C: Applying pressure to the abdomen is not recommended as it can further exacerbate uterine rupture and increase the risk of complications.
D: Continuous monitoring of the fetal heart rate is important but not the priority in managing uterine rupture, which requires immediate intervention to prevent maternal and fetal complications.

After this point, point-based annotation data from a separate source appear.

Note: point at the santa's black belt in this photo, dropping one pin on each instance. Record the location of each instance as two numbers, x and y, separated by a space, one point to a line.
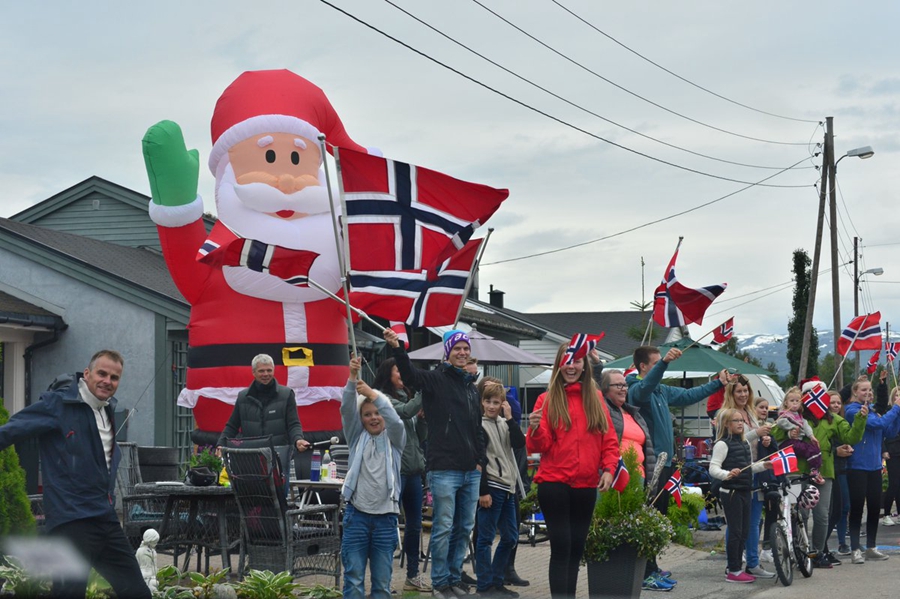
294 354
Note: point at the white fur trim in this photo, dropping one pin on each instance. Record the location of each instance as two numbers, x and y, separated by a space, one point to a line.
305 396
266 123
176 216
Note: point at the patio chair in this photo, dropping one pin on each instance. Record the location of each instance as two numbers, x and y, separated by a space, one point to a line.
139 512
303 541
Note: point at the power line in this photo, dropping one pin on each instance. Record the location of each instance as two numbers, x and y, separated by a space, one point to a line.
676 75
628 91
659 220
571 103
559 120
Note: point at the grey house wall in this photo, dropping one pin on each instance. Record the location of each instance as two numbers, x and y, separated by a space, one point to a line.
96 321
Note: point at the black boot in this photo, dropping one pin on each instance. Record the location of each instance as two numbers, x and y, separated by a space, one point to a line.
511 576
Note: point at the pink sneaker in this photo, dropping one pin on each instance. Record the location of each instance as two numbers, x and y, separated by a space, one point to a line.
741 577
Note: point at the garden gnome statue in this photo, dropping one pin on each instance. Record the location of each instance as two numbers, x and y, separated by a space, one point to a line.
146 556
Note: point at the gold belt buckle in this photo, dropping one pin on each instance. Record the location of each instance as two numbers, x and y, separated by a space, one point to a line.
304 358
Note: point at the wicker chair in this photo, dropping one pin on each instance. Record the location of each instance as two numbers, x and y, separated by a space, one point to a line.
276 536
139 512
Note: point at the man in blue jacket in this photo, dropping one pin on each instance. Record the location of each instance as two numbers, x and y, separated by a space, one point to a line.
646 391
76 431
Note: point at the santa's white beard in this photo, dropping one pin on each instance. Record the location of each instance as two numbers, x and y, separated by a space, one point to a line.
313 233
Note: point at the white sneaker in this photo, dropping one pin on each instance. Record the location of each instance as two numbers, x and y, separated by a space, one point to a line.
760 572
874 554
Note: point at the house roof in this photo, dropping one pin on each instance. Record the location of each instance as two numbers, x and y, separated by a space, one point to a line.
19 312
616 325
137 274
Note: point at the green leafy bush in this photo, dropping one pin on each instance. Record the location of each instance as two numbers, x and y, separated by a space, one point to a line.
626 519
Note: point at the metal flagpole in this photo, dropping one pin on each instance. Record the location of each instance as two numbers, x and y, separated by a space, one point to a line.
471 276
343 257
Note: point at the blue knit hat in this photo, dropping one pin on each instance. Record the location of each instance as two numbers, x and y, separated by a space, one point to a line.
453 337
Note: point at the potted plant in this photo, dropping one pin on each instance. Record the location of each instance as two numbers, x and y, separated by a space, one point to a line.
625 531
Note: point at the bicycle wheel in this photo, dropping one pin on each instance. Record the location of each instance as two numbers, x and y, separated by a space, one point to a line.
781 554
802 548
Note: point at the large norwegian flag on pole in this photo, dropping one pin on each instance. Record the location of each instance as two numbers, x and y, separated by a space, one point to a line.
784 461
418 298
405 217
675 305
725 331
863 332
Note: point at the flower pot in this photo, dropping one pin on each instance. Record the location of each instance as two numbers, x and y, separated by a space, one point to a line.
619 576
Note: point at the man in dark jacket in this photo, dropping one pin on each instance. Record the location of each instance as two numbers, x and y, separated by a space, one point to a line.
454 456
74 424
266 408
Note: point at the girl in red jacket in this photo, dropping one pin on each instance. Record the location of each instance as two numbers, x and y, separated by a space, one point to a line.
570 427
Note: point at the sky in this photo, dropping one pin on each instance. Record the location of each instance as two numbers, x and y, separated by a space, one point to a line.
82 82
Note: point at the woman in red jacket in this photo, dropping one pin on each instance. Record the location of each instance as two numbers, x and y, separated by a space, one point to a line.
570 427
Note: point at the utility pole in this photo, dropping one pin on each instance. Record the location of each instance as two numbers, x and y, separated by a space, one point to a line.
827 157
835 278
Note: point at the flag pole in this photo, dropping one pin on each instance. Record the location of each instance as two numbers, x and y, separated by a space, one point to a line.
353 309
706 335
343 257
844 357
471 277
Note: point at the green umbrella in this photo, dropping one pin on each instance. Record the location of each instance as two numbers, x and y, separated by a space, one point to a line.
700 359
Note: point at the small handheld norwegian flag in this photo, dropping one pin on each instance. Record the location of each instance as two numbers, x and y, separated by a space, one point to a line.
580 345
784 461
891 350
621 476
814 400
673 486
725 331
872 365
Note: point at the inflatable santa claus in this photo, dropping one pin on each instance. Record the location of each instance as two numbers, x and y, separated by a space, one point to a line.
246 280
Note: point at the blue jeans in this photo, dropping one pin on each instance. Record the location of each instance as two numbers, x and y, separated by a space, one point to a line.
501 515
368 538
454 494
411 498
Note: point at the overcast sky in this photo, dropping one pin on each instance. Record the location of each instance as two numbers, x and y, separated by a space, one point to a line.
82 82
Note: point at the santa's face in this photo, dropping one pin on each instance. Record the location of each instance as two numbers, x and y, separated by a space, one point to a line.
277 174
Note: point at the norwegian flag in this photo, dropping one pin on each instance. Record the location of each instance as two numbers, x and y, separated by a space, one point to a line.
815 401
404 217
621 476
418 298
675 305
400 329
673 486
891 350
872 365
290 265
580 345
784 461
722 334
863 332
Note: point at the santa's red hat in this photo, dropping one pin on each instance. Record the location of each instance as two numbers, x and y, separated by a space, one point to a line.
279 101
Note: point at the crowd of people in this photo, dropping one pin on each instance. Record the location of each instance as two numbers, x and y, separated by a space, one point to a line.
471 459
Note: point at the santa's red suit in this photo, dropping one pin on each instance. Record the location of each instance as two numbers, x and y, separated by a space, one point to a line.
227 328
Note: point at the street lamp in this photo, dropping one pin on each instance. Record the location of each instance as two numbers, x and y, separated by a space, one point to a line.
864 152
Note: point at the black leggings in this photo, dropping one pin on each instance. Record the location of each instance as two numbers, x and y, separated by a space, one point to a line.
893 491
567 512
865 489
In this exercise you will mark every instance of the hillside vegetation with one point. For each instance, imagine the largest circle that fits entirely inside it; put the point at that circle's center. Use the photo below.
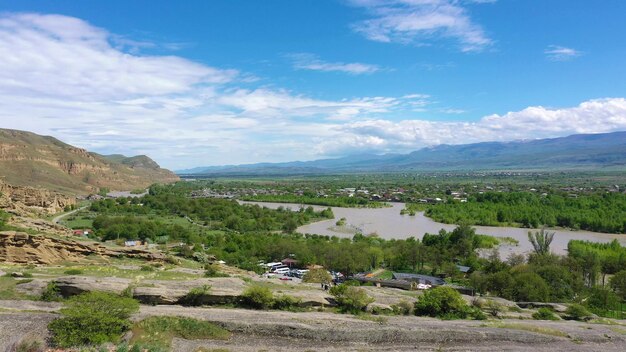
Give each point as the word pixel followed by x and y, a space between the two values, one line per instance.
pixel 28 159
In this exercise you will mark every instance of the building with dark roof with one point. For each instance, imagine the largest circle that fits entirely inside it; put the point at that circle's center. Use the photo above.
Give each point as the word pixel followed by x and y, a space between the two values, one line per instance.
pixel 419 278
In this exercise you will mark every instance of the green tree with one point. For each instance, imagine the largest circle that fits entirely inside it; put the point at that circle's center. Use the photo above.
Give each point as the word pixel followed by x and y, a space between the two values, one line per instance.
pixel 258 297
pixel 442 302
pixel 93 318
pixel 541 241
pixel 618 284
pixel 350 299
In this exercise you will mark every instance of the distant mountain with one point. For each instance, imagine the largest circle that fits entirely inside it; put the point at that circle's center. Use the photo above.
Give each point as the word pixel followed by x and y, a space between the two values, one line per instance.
pixel 28 159
pixel 582 152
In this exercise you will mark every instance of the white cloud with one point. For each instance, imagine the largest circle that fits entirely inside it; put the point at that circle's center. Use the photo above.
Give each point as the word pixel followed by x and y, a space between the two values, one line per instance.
pixel 61 76
pixel 561 53
pixel 420 22
pixel 305 61
pixel 593 116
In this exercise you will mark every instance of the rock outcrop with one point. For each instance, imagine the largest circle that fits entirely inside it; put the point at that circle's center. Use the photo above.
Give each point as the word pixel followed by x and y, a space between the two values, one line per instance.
pixel 25 201
pixel 28 159
pixel 22 248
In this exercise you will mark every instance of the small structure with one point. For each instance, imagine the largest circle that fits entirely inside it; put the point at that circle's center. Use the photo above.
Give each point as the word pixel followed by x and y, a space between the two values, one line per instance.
pixel 81 232
pixel 290 262
pixel 419 278
pixel 132 243
pixel 463 269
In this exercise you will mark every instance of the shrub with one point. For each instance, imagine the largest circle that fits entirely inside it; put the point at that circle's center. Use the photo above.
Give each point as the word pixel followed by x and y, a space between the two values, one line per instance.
pixel 493 308
pixel 577 312
pixel 544 314
pixel 288 303
pixel 351 298
pixel 402 308
pixel 51 293
pixel 73 272
pixel 320 275
pixel 92 318
pixel 161 330
pixel 602 298
pixel 195 296
pixel 442 302
pixel 147 268
pixel 213 270
pixel 30 345
pixel 258 297
pixel 618 283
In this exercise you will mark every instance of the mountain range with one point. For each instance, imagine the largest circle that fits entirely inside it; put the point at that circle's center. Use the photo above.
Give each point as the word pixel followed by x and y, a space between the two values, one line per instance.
pixel 29 159
pixel 580 152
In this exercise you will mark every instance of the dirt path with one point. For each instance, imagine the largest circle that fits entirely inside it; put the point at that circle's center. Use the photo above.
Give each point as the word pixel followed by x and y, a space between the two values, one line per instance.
pixel 58 218
pixel 320 331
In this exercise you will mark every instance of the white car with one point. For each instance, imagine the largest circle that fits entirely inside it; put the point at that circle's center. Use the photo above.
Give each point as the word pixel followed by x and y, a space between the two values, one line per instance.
pixel 423 286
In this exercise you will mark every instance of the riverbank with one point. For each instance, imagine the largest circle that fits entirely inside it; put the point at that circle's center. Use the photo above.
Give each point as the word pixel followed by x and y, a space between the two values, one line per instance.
pixel 389 224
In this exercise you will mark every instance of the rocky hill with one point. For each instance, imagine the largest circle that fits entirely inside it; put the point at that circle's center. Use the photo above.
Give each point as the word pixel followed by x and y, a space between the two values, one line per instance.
pixel 605 151
pixel 28 159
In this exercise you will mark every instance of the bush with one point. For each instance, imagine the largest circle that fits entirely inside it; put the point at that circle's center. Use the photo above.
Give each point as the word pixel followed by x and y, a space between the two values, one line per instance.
pixel 51 293
pixel 350 298
pixel 195 296
pixel 73 272
pixel 258 297
pixel 442 302
pixel 213 270
pixel 288 303
pixel 320 275
pixel 618 283
pixel 30 345
pixel 544 314
pixel 92 318
pixel 402 308
pixel 577 312
pixel 493 308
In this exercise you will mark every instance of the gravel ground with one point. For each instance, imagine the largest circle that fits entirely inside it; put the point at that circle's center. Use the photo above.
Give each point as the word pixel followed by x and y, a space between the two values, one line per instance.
pixel 319 331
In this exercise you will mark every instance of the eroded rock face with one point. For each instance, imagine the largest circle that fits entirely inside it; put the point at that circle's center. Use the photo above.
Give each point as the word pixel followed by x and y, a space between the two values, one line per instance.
pixel 75 285
pixel 22 200
pixel 22 248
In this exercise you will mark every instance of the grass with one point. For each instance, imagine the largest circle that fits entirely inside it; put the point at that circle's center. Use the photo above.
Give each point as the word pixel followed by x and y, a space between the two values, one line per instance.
pixel 161 330
pixel 7 288
pixel 526 327
pixel 618 330
pixel 109 268
pixel 385 275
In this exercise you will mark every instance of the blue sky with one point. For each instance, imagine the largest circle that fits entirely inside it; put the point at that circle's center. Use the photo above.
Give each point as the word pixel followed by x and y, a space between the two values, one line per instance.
pixel 196 83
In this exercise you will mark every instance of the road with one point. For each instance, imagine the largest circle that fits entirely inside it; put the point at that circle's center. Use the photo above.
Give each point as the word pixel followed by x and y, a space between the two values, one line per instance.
pixel 60 217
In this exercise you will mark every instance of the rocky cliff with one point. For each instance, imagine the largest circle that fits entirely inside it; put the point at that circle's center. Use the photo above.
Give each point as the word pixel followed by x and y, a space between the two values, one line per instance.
pixel 22 248
pixel 28 159
pixel 24 200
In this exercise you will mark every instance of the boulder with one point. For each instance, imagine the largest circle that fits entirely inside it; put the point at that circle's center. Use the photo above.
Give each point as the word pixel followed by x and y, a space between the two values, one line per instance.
pixel 557 307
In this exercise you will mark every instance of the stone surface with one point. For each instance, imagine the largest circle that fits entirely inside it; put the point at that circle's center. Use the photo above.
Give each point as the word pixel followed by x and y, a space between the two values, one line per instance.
pixel 22 248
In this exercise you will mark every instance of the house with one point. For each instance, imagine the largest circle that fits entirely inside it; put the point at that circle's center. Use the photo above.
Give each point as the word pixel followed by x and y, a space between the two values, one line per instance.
pixel 463 269
pixel 81 232
pixel 419 278
pixel 290 262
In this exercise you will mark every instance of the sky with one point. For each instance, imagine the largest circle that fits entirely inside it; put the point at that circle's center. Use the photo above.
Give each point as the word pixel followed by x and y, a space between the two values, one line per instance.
pixel 222 82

A nurse is educating a pregnant patient about the importance of folic acid supplementation. Which of the following statements by the patient indicates the need for further teaching?
- A. Folic acid helps prevent birth defects in the baby's brain and spine.
- B. I should start taking folic acid before I become pregnant to ensure its benefits.
- C. I can stop taking folic acid after the first trimester because the baby's development is complete.
- D. Folic acid should be taken daily throughout the pregnancy to reduce the risk of birth defects.
Correct Answer: C
Rationale: Rationale:
C is the correct answer because stopping folic acid after the first trimester is incorrect. Folic acid is crucial for the baby's neural tube development, which occurs in the early stages of pregnancy. Therefore, discontinuing supplementation after the first trimester could increase the risk of neural tube defects. Choices A, B, and D are incorrect because they emphasize the importance of folic acid in preventing birth defects and highlight the necessity of consistent supplementation throughout pregnancy for optimal benefits.